Why Obstacles Matter
The Buddhist tradition identified five primary obstacles to meditation over two thousand years ago: drowsiness, restlessness, craving, doubt, and dullness. They remain precisely accurate today because these are not personal failures — they are features of the ordinary conditioned mind that arise predictably whenever it is invited to be still.
Drowsiness and Dullness
The mind invited to stillness often responds by becoming heavy or foggy. This is frequently a defence — the mind preferring unconsciousness to honest investigation. Work with it by investigating the experience of drowsiness itself: its texture, location, movement. Investigate rather than fight. If genuine fatigue is present, rest.
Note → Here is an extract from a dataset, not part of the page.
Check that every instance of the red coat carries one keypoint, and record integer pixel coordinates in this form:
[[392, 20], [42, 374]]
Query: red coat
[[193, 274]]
Restlessness and Agitation
The counterpart to drowsiness: constant planning, reviewing, generating. Restlessness often intensifies early in practice because it has always been this active — the practice has simply made it visible. Observe it without following it. The restless mind, honestly watched, gradually reveals the awareness underlying even its most intense activity.
Craving and Aversion
The wanting of yesterday’s peaceful sitting, the rejection of today’s difficult one. Investigate the wanting itself: where does it live? What does it feel like? Craving observed honestly reveals its impermanence — and reveals the awareness observing it as more stable than the craving.
Doubt
The most corrosive obstacle: Is this working? Am I wasting my time? Doubt is not a sign the practice is failing. It is a feature of a mind not yet convinced — and conviction in spiritual practice comes through practice, not before it. Continue. Observe the doubt as another object in awareness.
The Plateau
The modern meditator’s particular challenge: weeks or months when practice feels flat, unremarkable, without apparent progress. The plateau is where the deepest work often happens — cumulative, invisible, durable. Return to the fundamental intention: not to achieve a state, but to see clearly. The plateau is full of honest seeing.
Practice
For one week, name each obstacle as it arises: 'This is restlessness.' 'This is drowsiness.' 'This is doubt.' Name it without judgment. Notice that the naming creates a small gap between you and the obstacle — a gap in which awareness is operating.
Reflect
- ·Which obstacle do I encounter most frequently?
- ·Do I treat obstacles as failures, or as information?
- ·What would change if I approached every difficulty with curiosity rather than frustration?